I’m really concerned. I have to admit this week, with the pressure of everything, with the constant calls, with seeing people that I know and love — even journalists — saying, ‘maybe those parents should release the pictures.’ The demands made me feel incredibly unsafe and despondent unlike I have ever felt in many years. I have to remind people that this is hurting families. And that’s why I started speaking out.

I’ve heard from people who have said, ‘Nelba, until you started speaking, I didn’t know what I didn’t know. And I was a person who suggested those families should share their photos. But thanks to your stories, I’m shifting and focusing on writing letters to my senator.’ Could you imagine if we handled rape in this country like this by saying, ‘Show me your rape?’ Like, we’re a nation insane.
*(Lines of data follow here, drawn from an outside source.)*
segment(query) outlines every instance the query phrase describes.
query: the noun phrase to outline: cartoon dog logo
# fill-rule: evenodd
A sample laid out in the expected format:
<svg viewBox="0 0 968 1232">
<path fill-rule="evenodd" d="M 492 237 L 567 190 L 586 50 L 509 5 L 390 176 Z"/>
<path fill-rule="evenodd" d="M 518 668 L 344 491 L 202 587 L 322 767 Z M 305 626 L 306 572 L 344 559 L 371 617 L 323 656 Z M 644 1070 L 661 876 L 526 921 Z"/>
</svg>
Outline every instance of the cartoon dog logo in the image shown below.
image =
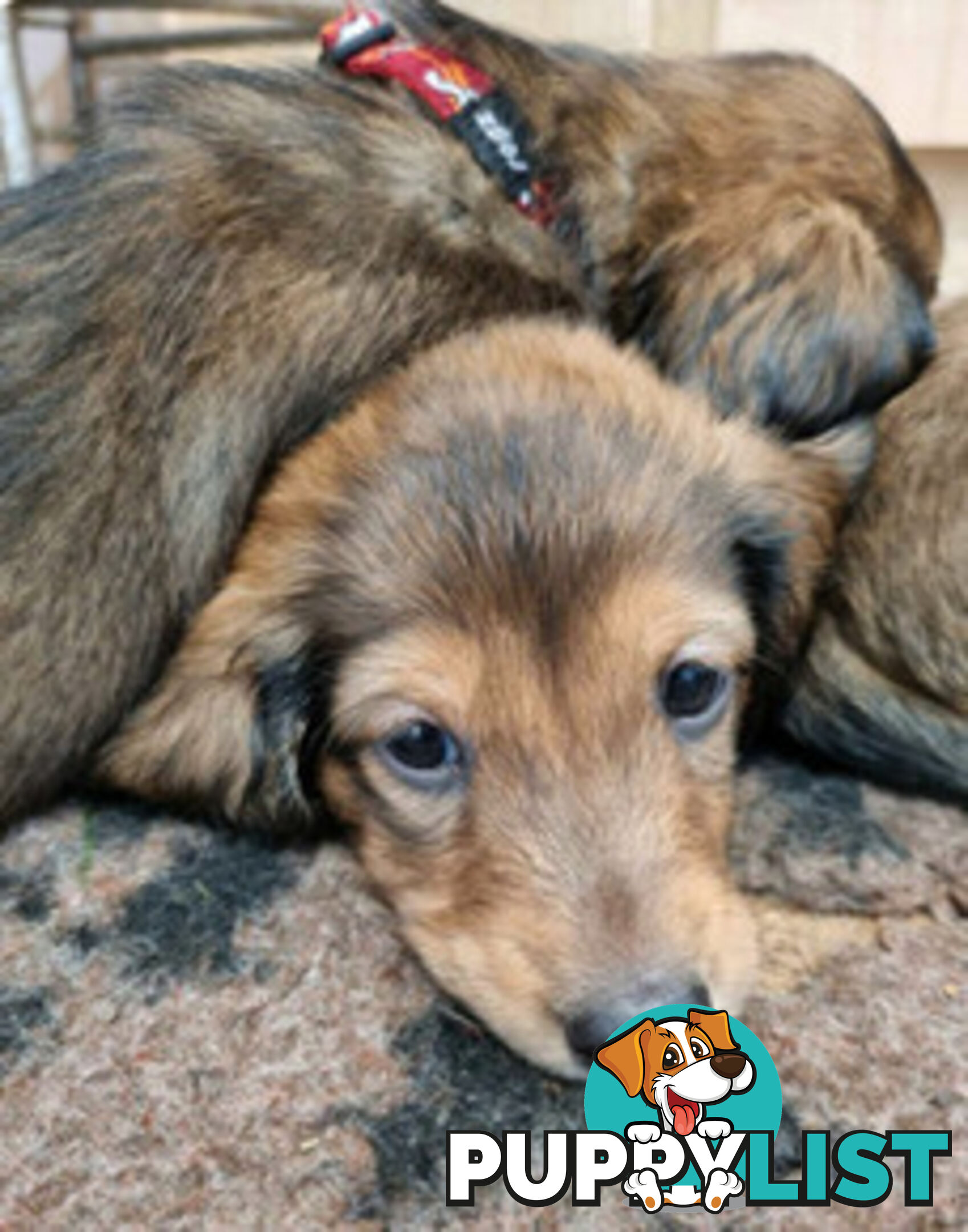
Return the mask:
<svg viewBox="0 0 968 1232">
<path fill-rule="evenodd" d="M 725 1010 L 691 1009 L 686 1018 L 666 1018 L 658 1023 L 647 1018 L 603 1044 L 595 1061 L 615 1074 L 628 1095 L 642 1095 L 661 1116 L 661 1125 L 629 1125 L 627 1137 L 632 1142 L 658 1145 L 664 1136 L 675 1136 L 666 1143 L 680 1151 L 684 1161 L 685 1152 L 675 1140 L 686 1140 L 695 1158 L 703 1153 L 696 1136 L 707 1141 L 729 1137 L 732 1122 L 707 1117 L 706 1109 L 749 1090 L 756 1079 L 752 1062 L 733 1039 Z M 734 1158 L 730 1152 L 730 1162 Z M 633 1173 L 624 1190 L 638 1198 L 647 1211 L 656 1211 L 665 1202 L 702 1202 L 708 1211 L 717 1212 L 730 1195 L 743 1193 L 743 1180 L 725 1168 L 712 1167 L 703 1175 L 706 1183 L 698 1196 L 692 1186 L 681 1185 L 664 1195 L 651 1168 Z M 684 1191 L 686 1189 L 688 1193 Z"/>
</svg>

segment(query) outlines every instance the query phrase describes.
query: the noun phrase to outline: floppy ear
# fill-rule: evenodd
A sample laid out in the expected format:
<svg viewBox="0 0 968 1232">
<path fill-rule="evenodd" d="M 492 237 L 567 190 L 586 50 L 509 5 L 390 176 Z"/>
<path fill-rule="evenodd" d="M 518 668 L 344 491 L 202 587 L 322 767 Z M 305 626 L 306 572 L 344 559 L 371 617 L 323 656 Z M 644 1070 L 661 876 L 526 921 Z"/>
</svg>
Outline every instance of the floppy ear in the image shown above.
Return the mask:
<svg viewBox="0 0 968 1232">
<path fill-rule="evenodd" d="M 739 1045 L 729 1032 L 729 1014 L 724 1009 L 691 1009 L 688 1020 L 709 1036 L 717 1052 L 738 1052 Z"/>
<path fill-rule="evenodd" d="M 96 780 L 243 825 L 305 828 L 317 819 L 303 770 L 324 680 L 278 594 L 233 578 L 102 750 Z"/>
<path fill-rule="evenodd" d="M 741 425 L 723 425 L 732 432 Z M 736 504 L 730 532 L 761 665 L 782 670 L 801 649 L 836 536 L 874 451 L 860 419 L 783 447 L 762 434 L 733 437 Z"/>
<path fill-rule="evenodd" d="M 704 201 L 648 254 L 629 299 L 619 336 L 723 415 L 787 439 L 876 410 L 934 349 L 890 245 L 850 206 L 782 184 Z"/>
<path fill-rule="evenodd" d="M 626 1094 L 638 1095 L 645 1082 L 645 1053 L 642 1036 L 649 1036 L 655 1030 L 655 1023 L 647 1018 L 644 1023 L 633 1026 L 615 1040 L 603 1044 L 595 1053 L 595 1061 L 607 1069 L 626 1088 Z"/>
</svg>

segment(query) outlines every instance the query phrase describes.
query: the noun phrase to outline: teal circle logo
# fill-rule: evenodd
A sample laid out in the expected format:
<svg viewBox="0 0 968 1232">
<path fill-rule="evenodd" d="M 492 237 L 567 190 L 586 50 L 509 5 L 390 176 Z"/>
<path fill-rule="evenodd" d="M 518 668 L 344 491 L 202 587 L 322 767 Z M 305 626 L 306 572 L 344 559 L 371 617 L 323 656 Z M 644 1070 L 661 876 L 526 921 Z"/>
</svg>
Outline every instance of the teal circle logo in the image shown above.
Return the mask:
<svg viewBox="0 0 968 1232">
<path fill-rule="evenodd" d="M 658 1005 L 623 1023 L 596 1051 L 585 1085 L 589 1130 L 624 1136 L 634 1125 L 629 1138 L 643 1143 L 642 1158 L 658 1161 L 649 1174 L 656 1196 L 640 1199 L 649 1207 L 692 1205 L 708 1188 L 686 1143 L 714 1152 L 732 1133 L 776 1132 L 782 1109 L 776 1066 L 752 1031 L 724 1010 L 688 1004 Z M 670 1174 L 680 1156 L 688 1165 Z M 745 1186 L 745 1156 L 729 1170 L 733 1188 L 720 1201 L 744 1188 L 734 1173 Z"/>
</svg>

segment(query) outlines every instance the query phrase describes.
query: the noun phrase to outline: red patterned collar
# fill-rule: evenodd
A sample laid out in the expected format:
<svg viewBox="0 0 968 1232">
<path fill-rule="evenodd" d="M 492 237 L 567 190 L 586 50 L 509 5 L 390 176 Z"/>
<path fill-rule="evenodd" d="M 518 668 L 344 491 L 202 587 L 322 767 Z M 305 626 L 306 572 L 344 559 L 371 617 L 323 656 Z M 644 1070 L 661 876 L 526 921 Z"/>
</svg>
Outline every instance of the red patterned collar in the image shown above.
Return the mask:
<svg viewBox="0 0 968 1232">
<path fill-rule="evenodd" d="M 486 73 L 441 47 L 415 43 L 376 9 L 350 5 L 319 39 L 323 57 L 344 73 L 399 81 L 454 132 L 522 214 L 541 227 L 555 221 L 528 123 Z"/>
</svg>

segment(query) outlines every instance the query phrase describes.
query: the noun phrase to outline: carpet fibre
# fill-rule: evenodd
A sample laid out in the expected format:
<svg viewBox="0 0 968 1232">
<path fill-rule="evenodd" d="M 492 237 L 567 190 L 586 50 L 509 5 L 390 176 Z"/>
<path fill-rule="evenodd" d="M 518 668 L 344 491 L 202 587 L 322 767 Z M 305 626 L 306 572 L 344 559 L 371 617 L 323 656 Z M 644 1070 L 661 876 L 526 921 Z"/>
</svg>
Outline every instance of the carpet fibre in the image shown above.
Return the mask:
<svg viewBox="0 0 968 1232">
<path fill-rule="evenodd" d="M 743 1019 L 799 1130 L 951 1129 L 935 1206 L 749 1228 L 968 1226 L 968 818 L 764 760 L 733 859 L 766 952 Z M 336 844 L 75 802 L 0 841 L 0 1230 L 631 1227 L 443 1205 L 447 1127 L 579 1129 L 583 1093 L 435 992 Z M 741 1201 L 741 1200 L 740 1200 Z M 712 1216 L 661 1215 L 664 1227 Z M 676 1222 L 676 1220 L 679 1222 Z"/>
</svg>

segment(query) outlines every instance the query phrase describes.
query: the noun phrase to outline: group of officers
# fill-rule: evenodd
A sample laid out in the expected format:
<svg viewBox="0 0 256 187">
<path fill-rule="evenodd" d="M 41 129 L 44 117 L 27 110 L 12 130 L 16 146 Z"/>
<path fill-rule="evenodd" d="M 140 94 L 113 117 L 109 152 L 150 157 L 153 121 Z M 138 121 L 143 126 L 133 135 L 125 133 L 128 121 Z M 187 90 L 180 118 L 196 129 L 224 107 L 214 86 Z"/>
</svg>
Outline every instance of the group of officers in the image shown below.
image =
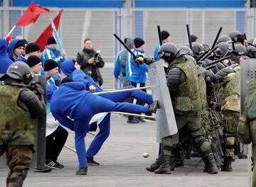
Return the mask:
<svg viewBox="0 0 256 187">
<path fill-rule="evenodd" d="M 166 31 L 162 31 L 162 33 L 166 34 Z M 139 47 L 144 45 L 144 41 L 139 40 L 137 43 Z M 144 67 L 151 63 L 163 63 L 178 130 L 179 142 L 174 144 L 172 140 L 174 136 L 164 137 L 159 144 L 159 157 L 155 162 L 146 167 L 146 170 L 154 171 L 156 174 L 170 174 L 175 167 L 184 166 L 184 154 L 186 159 L 190 159 L 192 149 L 194 149 L 193 152 L 197 150 L 205 163 L 205 172 L 217 174 L 219 169 L 222 171 L 232 171 L 234 145 L 239 144 L 239 140 L 236 138 L 236 129 L 240 110 L 240 64 L 246 63 L 248 58 L 256 58 L 256 40 L 246 40 L 243 34 L 235 30 L 228 35 L 219 37 L 216 45 L 213 46 L 212 49 L 198 41 L 194 41 L 191 45 L 174 45 L 168 41 L 164 42 L 159 47 L 157 59 L 138 55 L 134 57 L 133 66 Z M 29 84 L 32 79 L 31 69 L 28 66 L 21 65 L 21 62 L 16 63 L 18 64 L 11 64 L 6 74 L 0 78 L 2 81 L 2 85 L 0 86 L 0 154 L 7 152 L 10 172 L 6 185 L 9 187 L 22 186 L 33 152 L 33 119 L 46 113 L 46 105 L 40 94 L 41 88 L 39 86 L 31 86 Z M 52 92 L 55 93 L 50 95 L 50 97 L 53 96 L 53 100 L 50 101 L 50 109 L 53 110 L 53 117 L 63 125 L 75 131 L 79 162 L 80 165 L 82 165 L 77 174 L 87 174 L 87 161 L 84 160 L 84 157 L 86 157 L 85 149 L 81 146 L 85 147 L 84 138 L 89 130 L 82 128 L 81 124 L 88 123 L 90 119 L 81 118 L 81 115 L 74 113 L 75 110 L 79 111 L 78 109 L 81 108 L 78 108 L 79 103 L 78 106 L 74 103 L 78 103 L 78 101 L 74 102 L 74 100 L 70 99 L 70 96 L 84 94 L 97 100 L 99 104 L 102 103 L 100 108 L 90 108 L 93 104 L 90 103 L 92 101 L 82 100 L 80 97 L 79 99 L 82 99 L 81 102 L 78 103 L 87 102 L 88 105 L 82 103 L 85 107 L 87 107 L 85 110 L 90 111 L 83 113 L 85 115 L 87 115 L 88 118 L 97 112 L 118 110 L 134 113 L 156 113 L 156 108 L 161 108 L 161 106 L 158 106 L 157 102 L 153 102 L 150 96 L 142 92 L 131 92 L 125 96 L 117 95 L 117 97 L 114 98 L 112 98 L 114 95 L 92 96 L 90 94 L 91 86 L 93 86 L 95 90 L 100 90 L 100 86 L 92 79 L 88 79 L 83 72 L 83 78 L 80 76 L 80 79 L 73 82 L 75 76 L 81 74 L 81 66 L 75 60 L 68 60 L 63 63 L 69 78 L 65 79 L 58 89 L 51 86 L 53 88 Z M 49 65 L 46 67 L 50 68 L 47 69 L 48 71 L 58 66 L 55 63 L 48 64 Z M 254 114 L 253 108 L 256 106 L 256 91 L 254 83 L 252 80 L 248 84 L 250 94 L 247 96 L 246 101 L 249 104 L 246 105 L 244 116 L 247 120 L 246 124 L 251 129 L 250 135 L 255 156 L 256 149 L 254 145 L 256 142 L 253 137 L 253 125 L 256 114 Z M 55 91 L 56 89 L 57 91 Z M 82 92 L 86 89 L 87 91 Z M 63 98 L 67 101 L 65 107 L 70 107 L 69 111 L 63 111 L 63 108 L 58 106 L 58 103 L 64 101 L 59 98 L 58 94 L 63 95 Z M 140 96 L 142 95 L 145 96 Z M 142 101 L 147 102 L 149 108 L 116 103 L 123 101 L 130 96 L 137 97 L 137 99 L 141 98 Z M 246 118 L 248 113 L 250 118 Z M 67 116 L 73 118 L 74 122 Z M 108 116 L 107 121 L 110 117 L 110 115 Z M 192 144 L 190 142 L 193 142 Z M 242 147 L 242 144 L 240 144 L 240 147 Z M 241 150 L 240 154 L 242 154 Z M 17 160 L 17 158 L 21 160 Z M 253 186 L 256 186 L 255 169 L 253 174 Z"/>
</svg>

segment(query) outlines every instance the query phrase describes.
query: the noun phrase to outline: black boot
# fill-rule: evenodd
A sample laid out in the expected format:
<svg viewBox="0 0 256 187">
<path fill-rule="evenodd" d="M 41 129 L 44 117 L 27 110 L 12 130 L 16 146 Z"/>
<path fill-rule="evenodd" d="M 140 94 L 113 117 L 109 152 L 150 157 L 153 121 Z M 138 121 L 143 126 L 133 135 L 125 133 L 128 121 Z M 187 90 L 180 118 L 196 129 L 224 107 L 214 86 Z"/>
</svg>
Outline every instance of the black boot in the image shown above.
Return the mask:
<svg viewBox="0 0 256 187">
<path fill-rule="evenodd" d="M 171 157 L 163 156 L 160 167 L 154 171 L 155 174 L 171 174 Z"/>
<path fill-rule="evenodd" d="M 163 158 L 163 154 L 160 153 L 156 162 L 151 164 L 150 166 L 146 166 L 146 169 L 151 172 L 154 172 L 155 170 L 158 169 L 160 167 L 162 158 Z"/>
<path fill-rule="evenodd" d="M 224 157 L 224 165 L 221 166 L 221 171 L 232 171 L 232 157 Z"/>
<path fill-rule="evenodd" d="M 208 174 L 218 174 L 218 167 L 216 162 L 215 162 L 214 159 L 213 154 L 210 153 L 206 154 L 205 157 L 207 162 L 206 168 Z"/>
</svg>

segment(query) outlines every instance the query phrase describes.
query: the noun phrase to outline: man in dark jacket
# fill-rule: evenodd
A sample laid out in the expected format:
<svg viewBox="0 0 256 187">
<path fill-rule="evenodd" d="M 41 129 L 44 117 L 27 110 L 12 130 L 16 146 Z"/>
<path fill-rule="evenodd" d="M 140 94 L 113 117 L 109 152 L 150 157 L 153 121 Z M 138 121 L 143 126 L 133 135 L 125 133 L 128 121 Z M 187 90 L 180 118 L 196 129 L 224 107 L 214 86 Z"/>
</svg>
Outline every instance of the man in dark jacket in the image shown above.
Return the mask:
<svg viewBox="0 0 256 187">
<path fill-rule="evenodd" d="M 100 72 L 105 62 L 100 52 L 92 48 L 92 40 L 86 38 L 83 50 L 78 53 L 76 61 L 81 66 L 81 69 L 100 86 L 102 85 L 103 79 Z"/>
</svg>

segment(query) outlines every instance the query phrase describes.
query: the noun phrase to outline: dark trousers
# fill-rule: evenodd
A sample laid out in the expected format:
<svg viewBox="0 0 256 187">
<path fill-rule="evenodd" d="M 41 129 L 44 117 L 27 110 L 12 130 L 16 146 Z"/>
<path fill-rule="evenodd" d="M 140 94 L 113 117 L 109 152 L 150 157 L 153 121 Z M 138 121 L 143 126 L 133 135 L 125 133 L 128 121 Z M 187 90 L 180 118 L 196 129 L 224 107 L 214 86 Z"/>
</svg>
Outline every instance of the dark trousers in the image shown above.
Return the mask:
<svg viewBox="0 0 256 187">
<path fill-rule="evenodd" d="M 131 85 L 133 86 L 134 86 L 135 88 L 137 88 L 137 86 L 138 84 L 139 84 L 139 87 L 144 87 L 144 86 L 145 86 L 145 84 L 144 84 L 144 83 L 131 82 Z M 146 93 L 146 89 L 142 89 L 142 91 L 144 91 L 144 92 Z M 134 101 L 134 98 L 129 98 L 129 103 L 132 103 L 133 101 Z M 137 105 L 140 105 L 140 106 L 144 106 L 145 103 L 143 103 L 143 102 L 137 101 L 136 101 L 136 104 L 137 104 Z M 130 115 L 128 117 L 129 119 L 132 119 L 132 118 L 134 118 L 133 116 L 130 116 Z"/>
<path fill-rule="evenodd" d="M 68 131 L 60 125 L 46 137 L 46 161 L 57 161 L 68 135 Z"/>
</svg>

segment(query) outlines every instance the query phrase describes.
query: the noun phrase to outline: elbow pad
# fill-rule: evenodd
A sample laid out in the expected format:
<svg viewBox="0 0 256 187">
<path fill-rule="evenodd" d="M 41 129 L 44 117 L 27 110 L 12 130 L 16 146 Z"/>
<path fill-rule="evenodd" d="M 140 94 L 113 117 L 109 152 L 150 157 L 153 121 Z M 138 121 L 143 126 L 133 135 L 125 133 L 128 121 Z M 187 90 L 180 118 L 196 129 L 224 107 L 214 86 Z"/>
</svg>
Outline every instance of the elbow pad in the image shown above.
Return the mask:
<svg viewBox="0 0 256 187">
<path fill-rule="evenodd" d="M 40 118 L 46 114 L 46 105 L 31 90 L 23 91 L 18 96 L 18 101 L 26 105 L 32 118 Z"/>
</svg>

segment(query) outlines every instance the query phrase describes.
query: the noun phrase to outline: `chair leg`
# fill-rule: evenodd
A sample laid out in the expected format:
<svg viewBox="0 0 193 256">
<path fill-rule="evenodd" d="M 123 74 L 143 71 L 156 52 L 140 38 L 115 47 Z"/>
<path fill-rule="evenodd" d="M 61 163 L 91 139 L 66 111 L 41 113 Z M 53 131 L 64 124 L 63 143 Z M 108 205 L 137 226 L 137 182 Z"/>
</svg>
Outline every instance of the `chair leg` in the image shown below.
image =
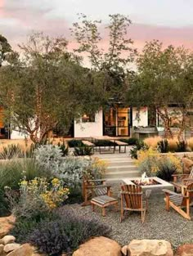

What can well-meaning activists do to honor victims and their families without further traumatizing them?
The most important thing is to center the families right and to resist looking for formulaic answers on things. We want the formula, the module, the program that will give us the right thing. People say, ‘Well, how can I help you, I don’t live near Sandy Hook.’ That’s fine. Go help that person on your street, go help that person at your church, go help that person at your local Walmart who you know has lost a sibling. If we only want to help high-profile families, and not families who aren’t covered in the media, then we need to do a real analysis of our intentions.

If we can only find the compassion, interest, and wherewithal to send a quilt or a bear to Newtown, but not to Compton or Hartford or anywhere else that has been touched by gun violence, the problem is not that parents aren’t releasing pictures. The problem is that you are not paying attention to how big a problem this is, every day, in your home, in your neighborhood, and that you could be next. And that’s not something that I’m going to fix for you. That’s something you have to look in the mirror and deal with.